A Maine court yesterday asked the authorities of this state to reconsider their decision to exclude Donald Trump from the Republican primaries, after taking into account the verdict that the US Supreme Court will issue on the electoral process in Colorado.

Justice Michaela Murphy ordered the state’s Interior Minister Sena Bellows to review the decision within 30 days of the federal High Court’s verdict. Murphy noted that the U.S. Supreme Court’s decision to hear an appeal of the Colorado primary “changes everything in terms of the order in which decisions should be made and by which court.”

Bellows ruled in December that Donald Trump, who is considered the front-runner for the 2024 Republican presidential nomination, cannot run for president under the 14th Amendment to the US Constitution which bars those who have participated in “insurrection or rebellion » to hold public office.

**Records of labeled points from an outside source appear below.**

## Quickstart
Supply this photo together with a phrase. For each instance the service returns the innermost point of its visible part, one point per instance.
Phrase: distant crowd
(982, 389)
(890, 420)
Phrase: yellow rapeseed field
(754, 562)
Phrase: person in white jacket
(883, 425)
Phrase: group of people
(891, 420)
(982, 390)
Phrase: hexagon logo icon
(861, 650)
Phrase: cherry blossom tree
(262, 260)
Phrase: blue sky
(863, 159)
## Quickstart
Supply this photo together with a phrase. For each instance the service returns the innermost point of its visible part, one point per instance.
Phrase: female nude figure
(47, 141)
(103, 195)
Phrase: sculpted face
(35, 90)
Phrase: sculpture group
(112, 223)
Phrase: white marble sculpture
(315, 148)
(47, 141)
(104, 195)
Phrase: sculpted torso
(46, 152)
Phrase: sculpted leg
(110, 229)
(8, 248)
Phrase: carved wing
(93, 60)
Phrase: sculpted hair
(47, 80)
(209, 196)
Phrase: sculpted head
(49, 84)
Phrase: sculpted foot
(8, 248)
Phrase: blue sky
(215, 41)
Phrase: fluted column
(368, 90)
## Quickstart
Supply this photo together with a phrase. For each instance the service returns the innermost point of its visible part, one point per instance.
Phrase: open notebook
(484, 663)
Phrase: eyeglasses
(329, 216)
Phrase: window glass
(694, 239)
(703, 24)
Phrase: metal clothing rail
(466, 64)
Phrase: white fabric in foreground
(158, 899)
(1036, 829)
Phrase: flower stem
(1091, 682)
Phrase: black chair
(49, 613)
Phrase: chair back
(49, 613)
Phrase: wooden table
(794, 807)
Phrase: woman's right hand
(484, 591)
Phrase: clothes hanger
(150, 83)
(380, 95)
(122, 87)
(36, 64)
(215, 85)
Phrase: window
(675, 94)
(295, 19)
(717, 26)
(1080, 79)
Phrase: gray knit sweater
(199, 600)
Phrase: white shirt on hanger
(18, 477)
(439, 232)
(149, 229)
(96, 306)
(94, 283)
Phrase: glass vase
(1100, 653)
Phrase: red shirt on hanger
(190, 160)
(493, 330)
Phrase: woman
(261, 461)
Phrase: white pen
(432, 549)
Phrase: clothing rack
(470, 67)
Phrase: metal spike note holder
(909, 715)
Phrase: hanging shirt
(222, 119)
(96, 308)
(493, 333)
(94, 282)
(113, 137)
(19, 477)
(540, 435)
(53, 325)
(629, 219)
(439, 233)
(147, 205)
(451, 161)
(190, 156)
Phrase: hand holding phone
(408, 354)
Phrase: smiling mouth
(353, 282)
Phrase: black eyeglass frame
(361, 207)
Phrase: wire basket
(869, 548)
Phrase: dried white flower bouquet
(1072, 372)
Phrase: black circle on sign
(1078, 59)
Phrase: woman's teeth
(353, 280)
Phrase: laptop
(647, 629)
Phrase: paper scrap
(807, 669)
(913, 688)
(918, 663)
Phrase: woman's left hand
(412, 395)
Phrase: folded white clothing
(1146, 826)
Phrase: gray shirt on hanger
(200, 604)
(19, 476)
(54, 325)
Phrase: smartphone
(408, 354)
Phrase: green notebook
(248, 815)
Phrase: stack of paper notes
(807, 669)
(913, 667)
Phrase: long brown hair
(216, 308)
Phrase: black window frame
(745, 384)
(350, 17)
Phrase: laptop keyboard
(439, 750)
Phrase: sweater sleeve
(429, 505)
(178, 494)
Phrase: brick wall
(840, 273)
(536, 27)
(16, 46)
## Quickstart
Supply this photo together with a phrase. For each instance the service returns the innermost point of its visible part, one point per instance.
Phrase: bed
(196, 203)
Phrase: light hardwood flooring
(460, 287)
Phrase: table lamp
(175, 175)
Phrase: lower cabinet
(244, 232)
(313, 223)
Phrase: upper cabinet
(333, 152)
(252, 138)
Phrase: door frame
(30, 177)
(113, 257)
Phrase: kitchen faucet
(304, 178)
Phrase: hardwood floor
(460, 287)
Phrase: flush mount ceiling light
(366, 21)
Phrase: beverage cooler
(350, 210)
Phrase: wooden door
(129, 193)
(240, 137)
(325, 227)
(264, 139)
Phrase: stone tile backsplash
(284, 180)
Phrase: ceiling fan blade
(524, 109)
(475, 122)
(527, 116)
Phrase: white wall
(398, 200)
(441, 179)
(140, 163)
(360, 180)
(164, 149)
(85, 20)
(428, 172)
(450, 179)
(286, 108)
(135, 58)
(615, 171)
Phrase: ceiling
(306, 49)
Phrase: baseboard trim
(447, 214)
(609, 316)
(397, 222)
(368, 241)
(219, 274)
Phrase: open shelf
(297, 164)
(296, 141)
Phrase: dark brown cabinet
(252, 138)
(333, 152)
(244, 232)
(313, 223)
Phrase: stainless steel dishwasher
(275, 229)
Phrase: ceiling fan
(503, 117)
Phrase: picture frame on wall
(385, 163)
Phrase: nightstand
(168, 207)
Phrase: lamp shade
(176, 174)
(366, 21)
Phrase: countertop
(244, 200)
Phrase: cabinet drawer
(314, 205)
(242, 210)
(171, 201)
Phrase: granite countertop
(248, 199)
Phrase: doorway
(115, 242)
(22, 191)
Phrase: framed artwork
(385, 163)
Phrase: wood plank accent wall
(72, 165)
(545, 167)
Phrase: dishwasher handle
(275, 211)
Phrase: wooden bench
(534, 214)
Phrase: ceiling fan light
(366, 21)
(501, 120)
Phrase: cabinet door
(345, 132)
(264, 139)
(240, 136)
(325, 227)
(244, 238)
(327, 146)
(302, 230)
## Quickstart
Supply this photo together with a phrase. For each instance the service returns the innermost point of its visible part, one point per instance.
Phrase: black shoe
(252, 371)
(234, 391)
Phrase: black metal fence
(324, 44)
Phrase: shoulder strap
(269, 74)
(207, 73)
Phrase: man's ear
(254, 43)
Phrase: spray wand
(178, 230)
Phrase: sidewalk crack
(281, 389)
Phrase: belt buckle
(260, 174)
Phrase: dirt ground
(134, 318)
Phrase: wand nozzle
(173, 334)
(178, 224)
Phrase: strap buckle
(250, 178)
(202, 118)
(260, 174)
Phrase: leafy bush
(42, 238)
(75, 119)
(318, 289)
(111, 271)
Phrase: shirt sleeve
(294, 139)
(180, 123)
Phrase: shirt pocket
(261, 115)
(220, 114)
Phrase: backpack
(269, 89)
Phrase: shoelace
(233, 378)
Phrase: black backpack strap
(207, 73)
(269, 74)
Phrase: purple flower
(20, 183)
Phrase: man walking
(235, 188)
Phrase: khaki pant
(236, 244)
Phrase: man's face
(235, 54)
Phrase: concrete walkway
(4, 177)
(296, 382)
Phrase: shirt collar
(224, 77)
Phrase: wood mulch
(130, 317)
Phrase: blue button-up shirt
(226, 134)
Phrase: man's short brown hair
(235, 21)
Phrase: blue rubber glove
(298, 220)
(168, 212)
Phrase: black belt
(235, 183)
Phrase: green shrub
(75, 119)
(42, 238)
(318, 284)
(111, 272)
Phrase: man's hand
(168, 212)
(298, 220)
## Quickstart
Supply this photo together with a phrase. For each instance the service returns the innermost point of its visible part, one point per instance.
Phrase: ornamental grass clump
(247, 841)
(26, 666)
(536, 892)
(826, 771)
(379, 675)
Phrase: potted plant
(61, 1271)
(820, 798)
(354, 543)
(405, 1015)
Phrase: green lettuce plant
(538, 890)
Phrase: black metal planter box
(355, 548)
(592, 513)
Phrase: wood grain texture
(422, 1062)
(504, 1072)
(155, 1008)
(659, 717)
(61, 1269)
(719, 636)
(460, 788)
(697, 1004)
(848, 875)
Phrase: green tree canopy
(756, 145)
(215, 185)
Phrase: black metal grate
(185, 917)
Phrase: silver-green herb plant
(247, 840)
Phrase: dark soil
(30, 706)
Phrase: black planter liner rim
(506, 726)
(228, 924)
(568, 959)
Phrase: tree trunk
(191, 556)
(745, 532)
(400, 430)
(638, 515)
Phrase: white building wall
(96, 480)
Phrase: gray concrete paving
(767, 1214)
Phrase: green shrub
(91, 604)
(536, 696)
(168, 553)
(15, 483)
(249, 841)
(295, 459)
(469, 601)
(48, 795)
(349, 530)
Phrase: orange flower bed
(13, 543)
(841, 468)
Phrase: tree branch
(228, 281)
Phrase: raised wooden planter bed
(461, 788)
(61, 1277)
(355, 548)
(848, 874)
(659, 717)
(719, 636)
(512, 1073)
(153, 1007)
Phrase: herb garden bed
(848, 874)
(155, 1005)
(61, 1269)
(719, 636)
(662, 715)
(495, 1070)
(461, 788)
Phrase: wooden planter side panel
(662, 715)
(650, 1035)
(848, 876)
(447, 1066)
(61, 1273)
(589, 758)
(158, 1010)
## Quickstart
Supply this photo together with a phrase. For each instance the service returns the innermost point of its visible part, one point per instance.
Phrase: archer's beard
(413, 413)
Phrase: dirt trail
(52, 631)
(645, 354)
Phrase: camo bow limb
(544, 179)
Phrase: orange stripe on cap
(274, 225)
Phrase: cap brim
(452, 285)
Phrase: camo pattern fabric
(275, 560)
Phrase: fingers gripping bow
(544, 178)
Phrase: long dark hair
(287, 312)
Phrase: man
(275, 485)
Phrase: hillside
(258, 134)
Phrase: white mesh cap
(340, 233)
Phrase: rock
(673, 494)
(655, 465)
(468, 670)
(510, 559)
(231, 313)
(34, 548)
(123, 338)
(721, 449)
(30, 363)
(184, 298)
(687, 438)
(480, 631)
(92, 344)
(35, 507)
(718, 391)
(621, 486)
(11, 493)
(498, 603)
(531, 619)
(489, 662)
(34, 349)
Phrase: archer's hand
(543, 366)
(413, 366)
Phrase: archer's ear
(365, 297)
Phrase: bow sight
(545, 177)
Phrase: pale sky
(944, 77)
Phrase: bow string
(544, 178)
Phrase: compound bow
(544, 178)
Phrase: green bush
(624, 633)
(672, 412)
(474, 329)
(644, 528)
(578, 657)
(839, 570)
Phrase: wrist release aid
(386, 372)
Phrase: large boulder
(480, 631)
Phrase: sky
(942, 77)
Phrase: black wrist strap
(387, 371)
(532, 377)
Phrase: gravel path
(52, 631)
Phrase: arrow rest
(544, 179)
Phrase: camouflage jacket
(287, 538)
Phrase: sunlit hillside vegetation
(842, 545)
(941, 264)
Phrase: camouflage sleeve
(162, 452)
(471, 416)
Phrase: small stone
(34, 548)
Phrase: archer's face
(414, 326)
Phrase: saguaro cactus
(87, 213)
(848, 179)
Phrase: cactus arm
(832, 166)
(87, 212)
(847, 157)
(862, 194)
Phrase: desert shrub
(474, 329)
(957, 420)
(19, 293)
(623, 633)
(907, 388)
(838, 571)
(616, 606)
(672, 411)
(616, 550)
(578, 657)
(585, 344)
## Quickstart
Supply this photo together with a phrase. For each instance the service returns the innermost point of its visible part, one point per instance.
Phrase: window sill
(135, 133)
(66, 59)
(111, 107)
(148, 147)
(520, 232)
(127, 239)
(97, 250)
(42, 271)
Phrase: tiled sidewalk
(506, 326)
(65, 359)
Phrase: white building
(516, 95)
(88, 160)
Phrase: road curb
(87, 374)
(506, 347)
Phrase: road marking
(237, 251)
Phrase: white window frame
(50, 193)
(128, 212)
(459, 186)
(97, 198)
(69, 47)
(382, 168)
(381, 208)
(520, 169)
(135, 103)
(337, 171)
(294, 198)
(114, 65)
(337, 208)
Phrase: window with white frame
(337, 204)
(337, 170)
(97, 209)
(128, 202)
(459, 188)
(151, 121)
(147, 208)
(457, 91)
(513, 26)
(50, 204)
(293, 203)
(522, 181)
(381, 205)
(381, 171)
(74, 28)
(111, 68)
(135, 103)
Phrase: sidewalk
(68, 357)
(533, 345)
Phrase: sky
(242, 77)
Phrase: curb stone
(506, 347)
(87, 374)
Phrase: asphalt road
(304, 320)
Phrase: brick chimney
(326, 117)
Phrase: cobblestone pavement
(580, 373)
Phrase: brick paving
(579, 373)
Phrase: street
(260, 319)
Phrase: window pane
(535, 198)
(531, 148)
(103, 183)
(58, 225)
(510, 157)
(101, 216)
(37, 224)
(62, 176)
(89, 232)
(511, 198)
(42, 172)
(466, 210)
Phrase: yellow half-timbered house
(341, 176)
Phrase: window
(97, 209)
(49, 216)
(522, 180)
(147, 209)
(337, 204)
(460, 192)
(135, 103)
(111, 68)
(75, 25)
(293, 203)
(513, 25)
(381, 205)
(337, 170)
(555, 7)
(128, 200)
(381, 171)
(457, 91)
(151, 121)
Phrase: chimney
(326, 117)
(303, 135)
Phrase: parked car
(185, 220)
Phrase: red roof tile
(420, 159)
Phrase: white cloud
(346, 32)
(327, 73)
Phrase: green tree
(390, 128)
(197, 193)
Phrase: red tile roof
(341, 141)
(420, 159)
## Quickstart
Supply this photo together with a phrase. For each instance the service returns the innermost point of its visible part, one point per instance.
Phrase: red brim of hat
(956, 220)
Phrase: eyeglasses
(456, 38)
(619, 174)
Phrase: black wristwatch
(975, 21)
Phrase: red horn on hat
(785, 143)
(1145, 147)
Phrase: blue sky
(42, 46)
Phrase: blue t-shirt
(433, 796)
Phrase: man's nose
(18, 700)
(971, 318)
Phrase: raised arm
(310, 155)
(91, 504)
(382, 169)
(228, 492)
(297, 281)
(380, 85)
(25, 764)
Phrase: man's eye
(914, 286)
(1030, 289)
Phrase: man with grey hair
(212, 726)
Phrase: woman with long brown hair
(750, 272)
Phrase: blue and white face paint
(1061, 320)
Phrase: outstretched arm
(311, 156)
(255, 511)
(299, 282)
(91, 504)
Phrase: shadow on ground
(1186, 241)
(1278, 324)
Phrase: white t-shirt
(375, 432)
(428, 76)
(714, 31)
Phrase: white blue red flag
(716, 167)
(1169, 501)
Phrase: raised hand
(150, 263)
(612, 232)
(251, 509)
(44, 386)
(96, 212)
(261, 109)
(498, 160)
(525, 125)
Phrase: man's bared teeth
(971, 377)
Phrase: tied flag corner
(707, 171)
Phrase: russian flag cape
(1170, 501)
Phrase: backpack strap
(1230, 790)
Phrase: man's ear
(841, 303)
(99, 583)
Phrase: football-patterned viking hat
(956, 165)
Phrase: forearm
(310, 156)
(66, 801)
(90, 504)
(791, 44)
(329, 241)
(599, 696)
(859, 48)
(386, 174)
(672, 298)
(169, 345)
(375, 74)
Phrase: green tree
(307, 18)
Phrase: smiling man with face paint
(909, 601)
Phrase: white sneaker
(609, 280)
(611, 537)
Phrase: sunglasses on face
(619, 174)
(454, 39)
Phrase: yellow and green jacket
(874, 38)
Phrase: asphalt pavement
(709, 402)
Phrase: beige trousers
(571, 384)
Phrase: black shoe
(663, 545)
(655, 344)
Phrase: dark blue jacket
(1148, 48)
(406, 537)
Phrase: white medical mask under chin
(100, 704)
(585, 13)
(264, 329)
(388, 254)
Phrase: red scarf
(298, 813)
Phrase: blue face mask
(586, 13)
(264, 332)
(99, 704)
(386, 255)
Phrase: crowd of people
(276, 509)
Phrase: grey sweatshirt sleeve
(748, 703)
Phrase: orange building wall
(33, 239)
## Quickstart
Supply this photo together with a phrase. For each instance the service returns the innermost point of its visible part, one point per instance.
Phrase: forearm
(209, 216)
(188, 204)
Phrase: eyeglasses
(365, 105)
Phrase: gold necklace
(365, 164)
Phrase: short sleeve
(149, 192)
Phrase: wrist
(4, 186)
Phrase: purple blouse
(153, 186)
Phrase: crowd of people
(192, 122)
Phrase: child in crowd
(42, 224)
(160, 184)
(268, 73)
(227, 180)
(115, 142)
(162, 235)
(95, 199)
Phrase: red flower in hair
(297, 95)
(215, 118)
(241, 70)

On January 6, 2021, hundreds of Donald Trump supporters stormed the federal Capitol to block the ratification of Joe Biden’s victory in the November presidential election.

Maine and Colorado are so far the US states that have excluded Donald Trump from the electoral process, while he has appealed against the decisions. The lawyers of the Republican tycoon argue that Article 3 of the 14th Amendment of the US Constitution cannot be applied in the case of their client, since Donald Trump was still the president of the US on January 6, 2021 and did not participate in a “rebellion”.